Why python-docx?

import docx
import collections
listofnames = list()
filename = 'Missing_Assignments.docx'
filehandle = docx.Document(filename)
studentinfo = filehandle.paragraphs

for student in studentinfo: 
    if len(student.text) > 1 or len(student.text) > 20:
        listofnames.append(student.text)

for name in listofnames: 
    if name.startswith('Assignment'):
        listofnames.remove(name)
    

counts = collections.Counter(listofnames)
counts = dict(counts)

filehandle.add_paragraph('\n')

for name,count in counts.items(): 
    filehandle.add_paragraph(name + ' ' + str(count))
    filehandle.save(filename)

print('Complete!')

More of a learning/efficiency question...if this is not generally considered appropriate please let me know what forums may be more suitable.

Question is, why do I have to use docx? I'm used to creating a simple handle like:

filehandle = open(filename)

And being able to iterate through a file this way. I was receiving all kinds of UNICODE errors before using python-docx libraries. Just seems slightly more complicated because I have to use their verbage as opposed to directly iterating through each line of text like I normally would.

Also, does anyone know of a way break off the counting function shown here? I want to count the amount of times a name appears for various missing assignments but only for that period. Other periods may have students with the same name so this would complicate the counting?

Solution

You should use python-docx when you have a docx file.

You can open a simple handle to parse a plain text file, but docx is not a plain text format.

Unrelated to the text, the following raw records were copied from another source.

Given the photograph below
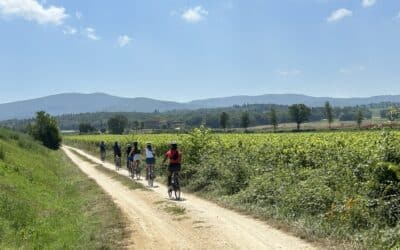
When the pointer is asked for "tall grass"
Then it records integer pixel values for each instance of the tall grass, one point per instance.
(48, 203)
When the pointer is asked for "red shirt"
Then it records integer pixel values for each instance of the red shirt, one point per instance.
(174, 156)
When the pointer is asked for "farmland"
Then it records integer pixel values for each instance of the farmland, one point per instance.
(339, 186)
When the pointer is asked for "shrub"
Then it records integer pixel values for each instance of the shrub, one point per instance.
(2, 153)
(45, 129)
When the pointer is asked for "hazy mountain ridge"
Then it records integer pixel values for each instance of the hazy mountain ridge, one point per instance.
(71, 103)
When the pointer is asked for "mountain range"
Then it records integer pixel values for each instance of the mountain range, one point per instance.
(73, 103)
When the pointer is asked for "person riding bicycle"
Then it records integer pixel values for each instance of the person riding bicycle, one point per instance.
(136, 156)
(175, 157)
(128, 158)
(103, 151)
(117, 152)
(150, 160)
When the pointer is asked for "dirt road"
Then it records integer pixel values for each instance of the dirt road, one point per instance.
(158, 223)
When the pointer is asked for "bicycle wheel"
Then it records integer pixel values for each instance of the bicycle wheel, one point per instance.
(177, 191)
(170, 192)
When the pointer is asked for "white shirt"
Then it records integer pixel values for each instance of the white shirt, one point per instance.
(149, 154)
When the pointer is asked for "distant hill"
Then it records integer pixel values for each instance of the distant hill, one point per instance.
(289, 99)
(73, 103)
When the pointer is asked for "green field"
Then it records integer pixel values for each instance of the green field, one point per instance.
(340, 187)
(47, 203)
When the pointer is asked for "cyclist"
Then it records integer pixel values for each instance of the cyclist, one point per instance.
(174, 156)
(150, 160)
(135, 154)
(117, 154)
(103, 151)
(128, 158)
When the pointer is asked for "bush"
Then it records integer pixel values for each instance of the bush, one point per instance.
(2, 153)
(45, 129)
(117, 124)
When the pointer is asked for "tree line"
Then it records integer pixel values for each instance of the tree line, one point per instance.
(237, 116)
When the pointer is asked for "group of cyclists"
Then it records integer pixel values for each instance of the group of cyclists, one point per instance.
(134, 156)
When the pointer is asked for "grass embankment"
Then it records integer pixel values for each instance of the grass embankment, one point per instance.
(47, 203)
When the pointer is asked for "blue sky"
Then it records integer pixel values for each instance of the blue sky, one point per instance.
(184, 50)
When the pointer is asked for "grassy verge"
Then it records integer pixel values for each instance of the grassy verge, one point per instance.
(47, 203)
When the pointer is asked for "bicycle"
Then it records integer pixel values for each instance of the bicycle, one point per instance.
(130, 169)
(175, 186)
(103, 156)
(150, 175)
(137, 171)
(117, 161)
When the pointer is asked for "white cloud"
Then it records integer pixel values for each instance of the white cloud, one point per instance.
(91, 34)
(368, 3)
(195, 14)
(339, 14)
(124, 40)
(32, 10)
(78, 15)
(290, 72)
(352, 69)
(68, 30)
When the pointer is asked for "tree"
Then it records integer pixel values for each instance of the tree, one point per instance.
(273, 118)
(45, 129)
(135, 125)
(86, 128)
(359, 117)
(245, 120)
(328, 113)
(393, 113)
(299, 113)
(117, 124)
(223, 120)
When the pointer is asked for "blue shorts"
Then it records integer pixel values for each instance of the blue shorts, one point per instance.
(150, 161)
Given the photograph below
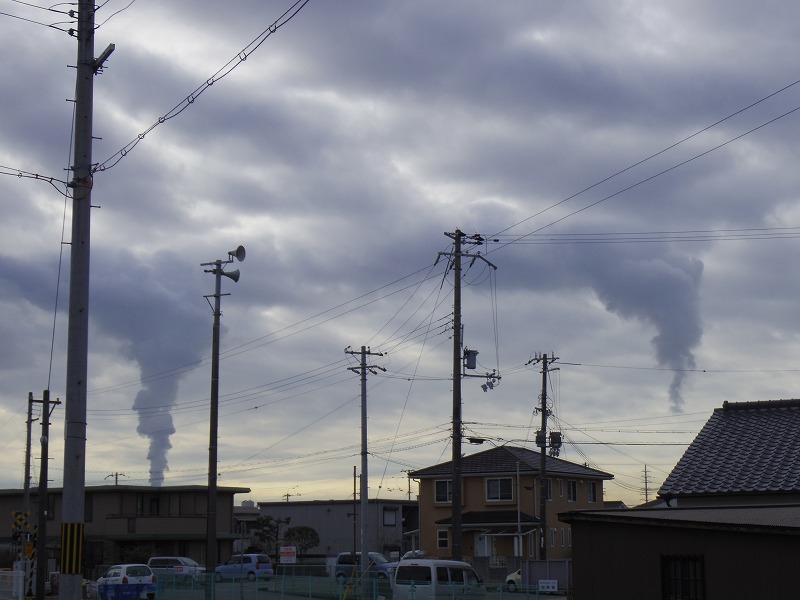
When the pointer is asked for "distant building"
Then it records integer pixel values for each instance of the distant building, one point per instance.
(126, 521)
(391, 523)
(501, 491)
(727, 522)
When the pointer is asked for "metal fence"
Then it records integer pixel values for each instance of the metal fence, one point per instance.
(12, 585)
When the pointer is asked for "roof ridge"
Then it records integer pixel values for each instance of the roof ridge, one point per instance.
(761, 404)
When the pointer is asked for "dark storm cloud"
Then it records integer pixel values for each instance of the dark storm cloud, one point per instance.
(340, 151)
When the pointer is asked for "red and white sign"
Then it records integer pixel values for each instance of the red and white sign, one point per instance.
(288, 554)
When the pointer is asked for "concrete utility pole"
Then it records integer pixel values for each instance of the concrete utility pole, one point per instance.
(41, 528)
(458, 238)
(71, 578)
(362, 370)
(26, 484)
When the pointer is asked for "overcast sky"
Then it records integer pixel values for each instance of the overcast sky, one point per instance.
(632, 167)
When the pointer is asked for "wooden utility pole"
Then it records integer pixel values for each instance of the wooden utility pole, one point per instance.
(543, 466)
(458, 238)
(542, 442)
(362, 369)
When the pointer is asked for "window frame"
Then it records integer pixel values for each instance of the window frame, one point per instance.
(572, 490)
(591, 492)
(437, 496)
(503, 495)
(442, 538)
(683, 576)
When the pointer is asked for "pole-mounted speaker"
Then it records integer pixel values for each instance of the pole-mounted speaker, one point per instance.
(238, 254)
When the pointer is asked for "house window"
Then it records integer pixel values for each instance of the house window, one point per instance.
(682, 578)
(442, 538)
(499, 489)
(572, 490)
(591, 491)
(444, 490)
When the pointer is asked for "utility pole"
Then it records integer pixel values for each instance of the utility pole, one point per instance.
(362, 370)
(218, 270)
(71, 578)
(541, 441)
(41, 528)
(26, 485)
(458, 238)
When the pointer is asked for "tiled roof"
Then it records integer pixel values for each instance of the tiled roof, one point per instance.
(781, 517)
(744, 448)
(504, 460)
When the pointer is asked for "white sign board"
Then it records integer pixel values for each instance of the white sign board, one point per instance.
(288, 554)
(548, 585)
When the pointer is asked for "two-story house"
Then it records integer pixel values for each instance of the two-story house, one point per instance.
(501, 493)
(127, 523)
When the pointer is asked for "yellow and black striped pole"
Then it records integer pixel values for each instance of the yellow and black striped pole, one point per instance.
(71, 548)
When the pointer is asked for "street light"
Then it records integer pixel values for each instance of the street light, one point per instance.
(211, 516)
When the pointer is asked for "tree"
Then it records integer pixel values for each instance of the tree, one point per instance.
(303, 537)
(268, 530)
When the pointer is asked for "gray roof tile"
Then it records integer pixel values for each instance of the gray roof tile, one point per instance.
(744, 448)
(505, 460)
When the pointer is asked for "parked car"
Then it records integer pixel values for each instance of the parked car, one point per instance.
(514, 581)
(181, 568)
(127, 581)
(432, 578)
(250, 566)
(347, 566)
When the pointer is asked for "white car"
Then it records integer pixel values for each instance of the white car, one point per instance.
(514, 580)
(136, 579)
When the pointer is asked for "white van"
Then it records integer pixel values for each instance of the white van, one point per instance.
(436, 579)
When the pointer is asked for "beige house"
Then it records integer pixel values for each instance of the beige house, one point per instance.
(126, 522)
(501, 493)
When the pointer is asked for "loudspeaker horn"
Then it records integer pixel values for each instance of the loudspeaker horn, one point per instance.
(239, 253)
(232, 274)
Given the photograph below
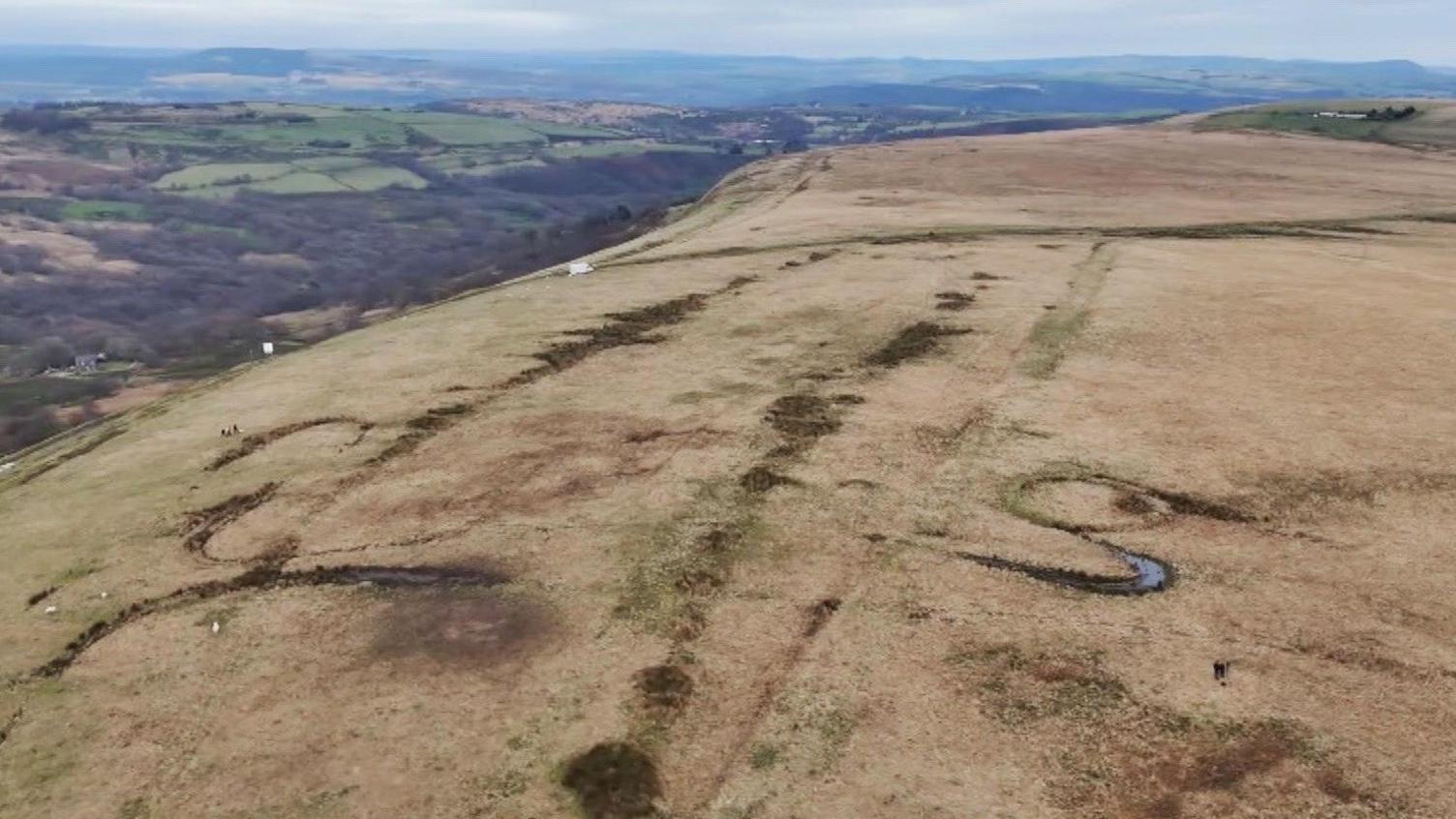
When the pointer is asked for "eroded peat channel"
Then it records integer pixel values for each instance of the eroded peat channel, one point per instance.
(268, 579)
(1130, 507)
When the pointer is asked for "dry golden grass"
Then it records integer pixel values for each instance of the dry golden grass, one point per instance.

It is actually a ZIP archive containing XML files. You can read more about that here: https://docs.fileformat.com/word-processing/docx/

You can create your own parser for that, the standard is actually open, but there are interoperability glitches. You can read more about it here: https://brattahlid.wordpress.com/2012/05/08/is-docx-really-an-open-standard/

To summarize, python-docx takes off the burden of parsing the file format for you.